The General Practice Data for Planning and Research (GPDPR) System, as it is formally known, will involve the transfer of GP medical records from the last 10 years into a centralised database.
Why is this Data Being Shared?
The data gathered on a national level can provide crucial information to support healthcare planning and research leading to better treatments and improved patient outcomes.
This data is already collected centrally for hospital patients; however, given the scale, frequency and number of conditions treated, researchers believe this additional information could provide exponential benefits.
Simon Bolton, CEO NHS Digital
Given the experience of the COVID-19 pandemic, this could prove to be vital in ensuring that the NHS can identify and protect the most vulnerable members of society, whilst reducing the long-term impact on the country as a whole.

What Data Will be Collected?
Data may be shared from the GP medical records about:
• Any living patient registered at a GP practice in England when the collection started; this includes children and adults.
• Any patient who died after 1 September 2021 and was previously registered at a GP practice in England when the data collection started.
• NHS Digital will not collect patients’ names or addresses. Any other data that could directly identify patients (such as NHS Number, date of birth, full postcode) is replaced with unique codes which are produced by de-identification software before the data is shared with NHS Digital.*
NHS Digital will collect:
• Data about diagnoses, symptoms, observations, test results, medications, allergies, immunisations, referrals, recalls and appointments, including information about physical, mental and sexual health.
• Data on sex, ethnicity and sexual orientation.
• Data about staff who have treated patients.
NHS Digital does not collect:
• Name and address (except for postcode, protected in a unique coded form).
• Written notes (free text), such as the details of conversations with doctors and nurses.
• Images, letters and documents.
• Coded data that is not needed due to its age; for example medication, referral and appointment data that is over 10 years old.
• Coded data that GPs are not permitted to share by law; for example certain codes about IVF treatment, and certain information about gender reassignment.
*This process is called pseudonymisation and means that patients will not be identified directly in the data. NHS Digital will be able to use the software to convert the unique codes back to data that could directly identify patients in certain circumstances, and where there is a valid legal reason.
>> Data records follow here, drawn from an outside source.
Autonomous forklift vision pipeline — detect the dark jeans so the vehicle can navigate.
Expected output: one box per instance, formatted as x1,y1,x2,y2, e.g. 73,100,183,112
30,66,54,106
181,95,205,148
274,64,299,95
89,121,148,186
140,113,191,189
Why Has the Scheme Been so Controversial?
Back in 2016 a similar scheme called Care.data was abandoned when reviews by Dame Fiona Caldicott and the Care Quality Commission (CQC) raised concerns that the public information campaign explaining its use was not clear enough and did not reach everyone.
Critics have voiced the same concerns with the new scheme, with organisations such as the British Medical Association (BMA) and the Royal College of General Practitioners (RCGP) arguing that the public had not been provided with enough information, were not aware they could opt-out, or what the process was to do so.
In a joint letter, the BMA and RCGP said: “Individual practices have had no choice in this collection and cannot be responsible for ensuring patients are appropriately informed. We would ask that NHSD reconsider your stance on this and take immediate action to run a public information campaign.”
Additionally, whilst NHS Digital has stated that the data will never be used for advertising, insurance, marketing or promotional purposes, there are important questions being asked regarding the third-party organisations that may have access to this data, how they will use it, and how it will be safeguarded.
These concerns aren’t unwarranted. Back in November 2015, the health records of NHS patients held by the Royal Free London Trust were transferred, without explicit consent from patients, and in a way that was found not to fully comply with the UK’s Data Protection Act, to Google DeepMind. Around the same time, personal data from NHS patients were shared with the Home Office to trace individuals tagged as “potential immigration offenders.”
And, in 2019, it was revealed that international pharmaceutical companies had obtained access to NHS patient data. More recently, the involvement of big data company Palantir in the NHS COVID-19 datastore has generated significant controversy.
How Can Patients Opt-out?

Type 1 Opt-out - Opting out of NHS Digital collecting your data.
Patients who do not want their data to be shared outside of their GP practice for purposes other than direct care must opt out by completing a Type 1 Optout Form and returning it to their practice prior to 1 September 2021.
Whilst it is possible to opt-out after this date, data from the past 10 years may have already been transferred.
Type 2 Opt-out (also known as National Data Opt-out) - Opting out of NHS Digital sharing your data.
This applies to identifiable confidential patient data concerning health (including GP, hospital and other data) and the process was implemented on 25 May 2018.
Patients who do not want this data to be shared by NHS Digital for purposes other than direct care should register a National Data Opt-out.
If you have registered a National Data Opt-out, NHS Digital won’t share any confidential patient information about you with other organisations unless there is an exemption to this, such as where there is a legal requirement or where it is in the public interest to do
so, such as helping to manage contagious diseases like coronavirus. From 1 October 2021, the National Data Opt-out will also apply to any confidential patient information shared by your GP practice with other organisations for purposes except your individual care.
It won’t apply to this data being shared by GP practices with NHS Digital, as it is a legal requirement for GP practices to share this data with NHS Digital and the National Data Opt-out does not apply where there is a legal requirement to share data.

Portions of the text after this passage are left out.